The club added, “it is, of course, a personal choice how those at Anfield on Saturday mark this occasion and we know some supporters have strong views on it.”
Peter Dwyer was in the crowd in May 2022, when Prince William was booed. He said it sounded like most people at the stadium were taking part.
“Liverpool has never been fearful of expressing its opinions,” said Dwyer, a Liverpool season ticket-holder who is originally from the city but who now lives in Oxford, England.
He told CBC News his father used to attend Liverpool matches in the 1960s, and said that back then, fans would frequently change the lyrics of God Save the King to “God save our Team.”
Dwyer said while he doesn’t want to overstate the issue, he admits that among football fans, many have a deep-seated “anger and bitterness” toward those in power.
It stems from the initial handling of the Hillsborough disaster, he said, when 97 football fans in Sheffield, England, were killed by a crush of people in an overcrowded section of the stadium on April 15, 1989.
Liverpool fans were initially blamed for the disaster by the police and even some members of the media, but eventually an independent inquiry found that a police commander’s poor decisions around crowd management led to the tragedy.
Dwyer said the initial reaction created mistrust — which carries over to the government and often to the royals.
As a self-described anti-monarchist, he planned a vacation outside of the U.K. so he didn’t have to be around during the coronation festivities.
“It will ratchet up this week,” he said. “I can’t bear to be in the country.”
Schoolchildren cheer Charles, Camilla
In Liverpool, some Union Jack flags hang near a mall, and some stores — particularly national chains — carry coronation promotions, but there isn’t a lot of visible fanfare.
When Charles and Camilla, who will become Queen on Saturday, visited Liverpool on April 26, they helped to unveil the Eurovision stage and said they would be watching the competition.
As part of their tour in the hometown of the Beatles, they were cheered by schoolchildren but also jeered by protesters with the anti-monarchy group Republic.
Holly Lucas, a head teacher at a local primary school, took her students to wave flags during the visit by the King and Queen Consort.
While stopping in at a local coffee shop, she told CBC News it was exciting for the children to take part but that Liverpool isn’t as much into the Royal Family as the rest of the U.K.
“It is a political thing,” Lucas said. “People would appreciate more support.
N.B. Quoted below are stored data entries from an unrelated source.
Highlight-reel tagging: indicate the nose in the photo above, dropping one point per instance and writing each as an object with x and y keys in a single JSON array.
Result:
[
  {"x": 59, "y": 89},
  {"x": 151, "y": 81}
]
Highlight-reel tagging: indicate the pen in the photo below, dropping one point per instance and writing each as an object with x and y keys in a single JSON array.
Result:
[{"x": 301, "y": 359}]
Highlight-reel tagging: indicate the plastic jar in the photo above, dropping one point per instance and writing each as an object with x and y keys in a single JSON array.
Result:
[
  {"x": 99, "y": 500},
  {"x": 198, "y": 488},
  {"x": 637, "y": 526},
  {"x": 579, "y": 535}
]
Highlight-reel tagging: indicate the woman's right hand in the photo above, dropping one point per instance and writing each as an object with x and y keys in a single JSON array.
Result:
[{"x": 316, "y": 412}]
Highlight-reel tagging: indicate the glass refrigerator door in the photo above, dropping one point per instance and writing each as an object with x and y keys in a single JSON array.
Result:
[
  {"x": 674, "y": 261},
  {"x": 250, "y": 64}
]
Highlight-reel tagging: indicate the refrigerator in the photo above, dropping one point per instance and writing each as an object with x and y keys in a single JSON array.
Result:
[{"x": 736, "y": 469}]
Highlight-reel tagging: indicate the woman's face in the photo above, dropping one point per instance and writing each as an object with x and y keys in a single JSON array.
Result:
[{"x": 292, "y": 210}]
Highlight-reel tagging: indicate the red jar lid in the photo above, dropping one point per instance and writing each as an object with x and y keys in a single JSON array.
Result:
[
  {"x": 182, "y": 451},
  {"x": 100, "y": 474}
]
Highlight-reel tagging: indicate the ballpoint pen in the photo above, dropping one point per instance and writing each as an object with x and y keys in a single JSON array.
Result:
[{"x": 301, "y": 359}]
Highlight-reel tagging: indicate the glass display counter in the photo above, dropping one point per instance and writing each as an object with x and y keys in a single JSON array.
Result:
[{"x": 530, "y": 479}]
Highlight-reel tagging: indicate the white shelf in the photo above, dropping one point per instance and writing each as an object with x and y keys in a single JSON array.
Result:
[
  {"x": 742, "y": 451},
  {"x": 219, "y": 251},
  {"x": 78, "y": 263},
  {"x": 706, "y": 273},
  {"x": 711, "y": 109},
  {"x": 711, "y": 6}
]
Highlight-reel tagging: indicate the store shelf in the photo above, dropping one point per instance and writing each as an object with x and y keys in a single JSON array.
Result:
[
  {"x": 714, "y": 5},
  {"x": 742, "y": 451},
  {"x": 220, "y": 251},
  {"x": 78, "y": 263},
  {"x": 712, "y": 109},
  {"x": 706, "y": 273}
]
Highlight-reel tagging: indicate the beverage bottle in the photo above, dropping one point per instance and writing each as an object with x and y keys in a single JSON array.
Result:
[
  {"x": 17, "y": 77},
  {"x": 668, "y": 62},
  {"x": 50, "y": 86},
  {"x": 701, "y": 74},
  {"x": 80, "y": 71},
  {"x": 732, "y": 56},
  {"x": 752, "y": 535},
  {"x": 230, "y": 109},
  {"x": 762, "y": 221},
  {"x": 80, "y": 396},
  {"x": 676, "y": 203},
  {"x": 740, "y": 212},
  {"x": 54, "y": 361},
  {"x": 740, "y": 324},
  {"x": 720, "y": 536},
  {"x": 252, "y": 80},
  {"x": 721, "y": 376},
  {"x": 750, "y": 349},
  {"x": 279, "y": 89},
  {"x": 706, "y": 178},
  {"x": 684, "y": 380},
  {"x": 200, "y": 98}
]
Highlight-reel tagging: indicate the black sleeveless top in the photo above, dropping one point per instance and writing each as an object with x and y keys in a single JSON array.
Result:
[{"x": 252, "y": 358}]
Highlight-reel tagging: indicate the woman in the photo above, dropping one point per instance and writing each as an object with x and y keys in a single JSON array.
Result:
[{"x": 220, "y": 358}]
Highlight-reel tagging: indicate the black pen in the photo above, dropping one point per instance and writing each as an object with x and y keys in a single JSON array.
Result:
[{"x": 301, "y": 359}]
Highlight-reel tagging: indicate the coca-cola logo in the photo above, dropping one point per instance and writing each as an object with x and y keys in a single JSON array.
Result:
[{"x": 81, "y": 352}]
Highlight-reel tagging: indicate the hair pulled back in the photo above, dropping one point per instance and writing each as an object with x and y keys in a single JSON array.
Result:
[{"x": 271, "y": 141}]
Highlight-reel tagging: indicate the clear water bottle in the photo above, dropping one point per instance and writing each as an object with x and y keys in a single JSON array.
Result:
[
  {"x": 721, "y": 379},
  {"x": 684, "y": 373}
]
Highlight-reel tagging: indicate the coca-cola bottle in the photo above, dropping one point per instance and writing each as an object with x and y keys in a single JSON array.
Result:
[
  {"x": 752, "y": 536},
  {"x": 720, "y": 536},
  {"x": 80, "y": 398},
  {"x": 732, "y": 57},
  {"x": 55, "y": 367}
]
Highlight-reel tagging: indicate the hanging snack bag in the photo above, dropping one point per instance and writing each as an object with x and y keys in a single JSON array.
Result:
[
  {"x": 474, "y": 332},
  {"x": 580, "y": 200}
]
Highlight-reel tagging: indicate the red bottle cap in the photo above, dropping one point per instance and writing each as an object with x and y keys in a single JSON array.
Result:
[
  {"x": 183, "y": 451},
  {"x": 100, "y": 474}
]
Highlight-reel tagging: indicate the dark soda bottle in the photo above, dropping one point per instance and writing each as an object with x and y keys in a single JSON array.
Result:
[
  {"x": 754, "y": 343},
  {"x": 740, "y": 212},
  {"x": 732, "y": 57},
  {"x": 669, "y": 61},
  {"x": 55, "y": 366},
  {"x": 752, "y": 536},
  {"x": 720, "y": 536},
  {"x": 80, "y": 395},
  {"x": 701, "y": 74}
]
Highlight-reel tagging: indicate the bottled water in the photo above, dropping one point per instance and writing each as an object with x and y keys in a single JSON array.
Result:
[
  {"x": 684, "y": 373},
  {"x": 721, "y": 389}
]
Liverpool gets a bit of a bad reputation down south.”
Angry crowds ‘not representative’ of city
Liverpool, which saw its industrial economy collapse in the 1970s and ’80s, along with the departure of tens of thousands of people, has experienced population growth over the past decade.
The city’s downtown includes a mix of students and young families, along with some areas of poverty, according to David Jeffery, a senior lecturer in British politics at the University of Liverpool.
He said the city’s strong Irish population contributes to the idea that many in Liverpool don’t see themselves as British but rather as “Scouse,” a nickname that refers to both the local accent and a Liverpudlian’s cultural identity.
Jeffery said research has shown that Scousers tend to be more left-wing and often step outside the “established rules and norms.”
While the boos from football crowds are loud, he said, what a group of “mainly middle-aged … white men do in a crowd situation … is not representative of the city as a whole.”
Instead, Jeffery said, he believes the dominant feeling toward the monarchy is probably apathy.
“Most people, I think, are just happy to leave the status quo, really,” he told CBC News during an interview on campus.
He said it’s important to consider that any debate around the future of the monarchy is taking place at a time of rising inflation — and when many Brits are unhappy with the way the government is working.
“If that’s all sorted by the time we get King William, then maybe the debates will have settled down then.”